The word “AI” was mentioned 121 times at Google’s I/O developer conference in 2024.
The two phrases that strongly relate to Google Gemini are large language models and multi-modal models.
Large language models
Before we dive into large language models, let’s first look at what language models are. A language model is a probability distribution over all the words of a language. Language modeling, in turn, is a technique to predict what word comes next in a sentence or document, given a sequence of words that have already occurred. These models can predict the next word in a sequence, translate languages, summarize text, and generate code. Since these models can understand human language, they can also aid in market research and analysis or even assist in material discovery by analyzing research papers.
So, what is all the hype around large language models? What makes them large? There are two reasons why these language models can be considered large:
Massive data consumption: LLMs are trained on truly enormous datasets of text and code, mostly taken from the internet. This data can include books, articles, code repositories, web pages, and even conversational transcripts.
Complex model architecture: LLMs use intricate neural network architectures, often based on transformers. These neural networks have many parameters, ranging from a few to hundreds of billions. Training these models requires significant computational power, often involving hundreds or thousands of GPUs over weeks or months. The sheer number of parameters allows the LLMs to identify complex patterns within the massive datasets they are trained on.
OpenAI’s GPT-3 model was trained on approximately 570 GB of text data and has 175 billion parameters.
The advent of multimodal models
Imagine a world where AI interacts with information in silos—text is text, images are just pictures, and videos are silent streams. This is unimodal data. Traditional AI models often function within this limitation, struggling to connect the dots between different data types. Most traditional large language models such as OpenAI GPT-3, Amazon Comprehend, and Google’s BERT are text experts, but multimodal models can handle more than just text. They combine multiple AI models, allowing them to work with images, sounds, and even text simultaneously.

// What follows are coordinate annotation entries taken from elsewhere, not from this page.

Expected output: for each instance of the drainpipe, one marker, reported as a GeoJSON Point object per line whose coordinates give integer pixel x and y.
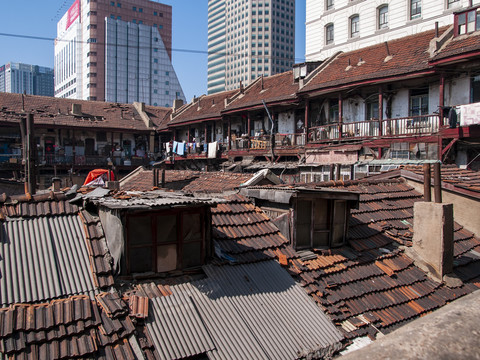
{"type": "Point", "coordinates": [427, 194]}
{"type": "Point", "coordinates": [307, 102]}
{"type": "Point", "coordinates": [340, 115]}
{"type": "Point", "coordinates": [271, 130]}
{"type": "Point", "coordinates": [437, 180]}
{"type": "Point", "coordinates": [380, 111]}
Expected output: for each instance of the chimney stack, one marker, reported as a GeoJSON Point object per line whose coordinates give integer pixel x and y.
{"type": "Point", "coordinates": [57, 183]}
{"type": "Point", "coordinates": [433, 238]}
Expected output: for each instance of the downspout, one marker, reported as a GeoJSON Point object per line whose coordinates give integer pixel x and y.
{"type": "Point", "coordinates": [271, 130]}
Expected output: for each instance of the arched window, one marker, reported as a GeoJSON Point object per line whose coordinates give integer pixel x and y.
{"type": "Point", "coordinates": [383, 16]}
{"type": "Point", "coordinates": [354, 26]}
{"type": "Point", "coordinates": [329, 34]}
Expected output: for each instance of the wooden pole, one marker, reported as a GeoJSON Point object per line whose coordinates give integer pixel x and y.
{"type": "Point", "coordinates": [437, 179]}
{"type": "Point", "coordinates": [427, 194]}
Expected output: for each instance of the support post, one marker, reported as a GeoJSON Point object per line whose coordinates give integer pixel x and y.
{"type": "Point", "coordinates": [380, 111]}
{"type": "Point", "coordinates": [340, 115]}
{"type": "Point", "coordinates": [249, 129]}
{"type": "Point", "coordinates": [229, 147]}
{"type": "Point", "coordinates": [437, 179]}
{"type": "Point", "coordinates": [441, 94]}
{"type": "Point", "coordinates": [31, 156]}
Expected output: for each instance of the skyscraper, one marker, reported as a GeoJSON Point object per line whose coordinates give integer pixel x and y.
{"type": "Point", "coordinates": [345, 25]}
{"type": "Point", "coordinates": [248, 39]}
{"type": "Point", "coordinates": [25, 78]}
{"type": "Point", "coordinates": [116, 51]}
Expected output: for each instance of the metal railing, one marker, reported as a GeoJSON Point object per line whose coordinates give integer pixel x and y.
{"type": "Point", "coordinates": [412, 125]}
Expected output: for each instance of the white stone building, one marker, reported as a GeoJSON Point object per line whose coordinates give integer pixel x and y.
{"type": "Point", "coordinates": [346, 25]}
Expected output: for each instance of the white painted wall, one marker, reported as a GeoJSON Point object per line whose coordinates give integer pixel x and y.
{"type": "Point", "coordinates": [399, 23]}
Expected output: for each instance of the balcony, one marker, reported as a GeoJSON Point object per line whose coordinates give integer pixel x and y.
{"type": "Point", "coordinates": [408, 126]}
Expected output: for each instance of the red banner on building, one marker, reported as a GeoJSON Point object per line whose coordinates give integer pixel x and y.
{"type": "Point", "coordinates": [73, 13]}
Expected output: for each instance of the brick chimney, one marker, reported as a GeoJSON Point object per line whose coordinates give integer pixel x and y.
{"type": "Point", "coordinates": [433, 238]}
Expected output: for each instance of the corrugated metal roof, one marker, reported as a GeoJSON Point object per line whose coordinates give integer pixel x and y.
{"type": "Point", "coordinates": [176, 327]}
{"type": "Point", "coordinates": [43, 258]}
{"type": "Point", "coordinates": [251, 311]}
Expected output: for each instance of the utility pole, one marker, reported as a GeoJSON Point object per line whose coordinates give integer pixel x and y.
{"type": "Point", "coordinates": [29, 155]}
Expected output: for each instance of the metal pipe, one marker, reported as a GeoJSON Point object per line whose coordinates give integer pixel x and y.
{"type": "Point", "coordinates": [437, 179]}
{"type": "Point", "coordinates": [427, 194]}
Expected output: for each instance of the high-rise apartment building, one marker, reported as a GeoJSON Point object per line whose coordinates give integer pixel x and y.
{"type": "Point", "coordinates": [116, 51]}
{"type": "Point", "coordinates": [346, 25]}
{"type": "Point", "coordinates": [248, 39]}
{"type": "Point", "coordinates": [24, 78]}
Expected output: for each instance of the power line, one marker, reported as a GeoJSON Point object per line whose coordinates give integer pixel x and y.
{"type": "Point", "coordinates": [190, 51]}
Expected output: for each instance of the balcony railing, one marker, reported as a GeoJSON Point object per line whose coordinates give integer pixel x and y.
{"type": "Point", "coordinates": [412, 125]}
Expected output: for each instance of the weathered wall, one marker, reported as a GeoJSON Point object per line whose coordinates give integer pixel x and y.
{"type": "Point", "coordinates": [433, 236]}
{"type": "Point", "coordinates": [465, 210]}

This is where the need for multimodal solutions arises. The real world is a blend of experiences, and multimodal data reflects this complexity. For example, consider a web page with a cookie recipe. This would not just be text; it could have an image of the finished dish and a step-by-step video. Multimodal AI models, such as Gemini, can ingest and process information from different modalities—text, code, audio, images, and video—all at once.
Let’s build on the recipe example. With a unimodal modal, the most we can do is provide a textual description or an image of the food that we want to prepare and ask for its recipe. The model, with its limited capability of being only trained on unimodal data, will provide us with only a text-based recipe or image in response. However, let’s say you had a picture of your grandma’s cookies, a handwritten note with a partial recipe, and a voice memo describing the taste. A multimodal model will be able to piece together this data and would not only be able to complete the missing ingredients and steps in the recipe but potentially suggest a few recipes or even generate a shopping list!
The exact response will depend on the question we ask the model.